Press "Enter" to skip to content

BKKBN Akui Pandemi Covid 19 Pengaruhi Kesertaan Masyarakat Ber-KB

Social Media Share

Hasto Wardoyo. (Foto: ist)

JAKARTA, NP – Kepala BKKBN Hasto Wardoyo mengatakan, penurunan jumlah akseptor KB harus diwaspadai dan di antisipasi. Termasuk di musim pandemi Covid-19 saat ini. Hasto Wardoyo mengakui bahwa pandemi Covid-19 telah mempengaruhi capaian kesertaan masyarakat dalam ber-KB.

“Alat atau obat kontrasepsi berkorelasi erat dengan kualitas sumber daya manusia unggul. Karena itu, penurunan jumlah akseptor KB harus diwaspadai dan di antisipasi. Termasuk di musim pandemi Covid-19 saat ini,”ujar Hasto ketika membuka acara puncak Hari Vasektomi Sedunia dan Hari Kesehatan Nasional 2020, di Jakarta, Rabu (2/12/2020).

Hasto Wardoyo mengakui bahwa pandemi Covid-19 telah mempengaruhi capaian kesertaan masyarakat dalam ber-KB. “Di tengah pandemi,  masalah layanan kontrasepsi menjadi perhatian khusus kami karena KB menjadi bagian sumber kesejahteraan keluarga,” ujar Hasto.

Sejak awal Maret, April, dan Mei 2020 terjadi penurunan signifikan peserta KB. Kondisi ini terjadi karena keengganan masyarakat  untuk datang ke  dokter/bidan praktek swasta, klinik hingga fasilitas kesehatan yang membuka pelayanan KB.

Sebaliknya, ada pula dokter yang mengurangi jumlah pelayanan. Atau tidak membuka  praktek sementara waktu. Keadaan ini menyebabkan penurunan jumlah akseptor tidak bisa dihindari.

Kondisi ini, bagi BKKBN, sangat mengkhawatirkan. Apalagi bila dikaitkan dengan kasus stunting yang saat ini masih tinggi, mencapai 27 persen. Padahal di 2020 ini target pemerintah turun menjadi 14 persen.
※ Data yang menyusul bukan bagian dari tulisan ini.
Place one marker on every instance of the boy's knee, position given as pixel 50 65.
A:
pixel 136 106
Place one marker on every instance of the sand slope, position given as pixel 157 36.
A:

“Antara spacing dan stunting sangat berkorelasi. Karena itu berikan jarak antar kelahiran. Idealnya tiga tahun,” ujar Hasto. Lanjut Hasto, “Kesuksesan  menjaga jarak kehamilan,   kesuksesan memberikan ASI ekslusif, dan kesuksesan dalam pengendalian kelahiran akan melahirkan sumber daya manusia Indonesia yang maju.”

Pada bagian lain penjelasannya, Hasto Wardoyo  mengingatkan bahwa peluang terjadinya bonus demografi tidak berulang dua kali, walau secara teori bisa saja. Untuk Indonesia, bonus demografi pertama akan diraih pada 2025 dengan angka ketergantungan 46. Artinya, 100 orang produktif menanggung 46 orang yang tidak produktif, di antaranya anak-anak dan lansia. “Kesempatan  meraih sejahtera, menjadi kaya, dan maju negara ini adalah saat ada peluang bonus demografi,” tandas Hasto.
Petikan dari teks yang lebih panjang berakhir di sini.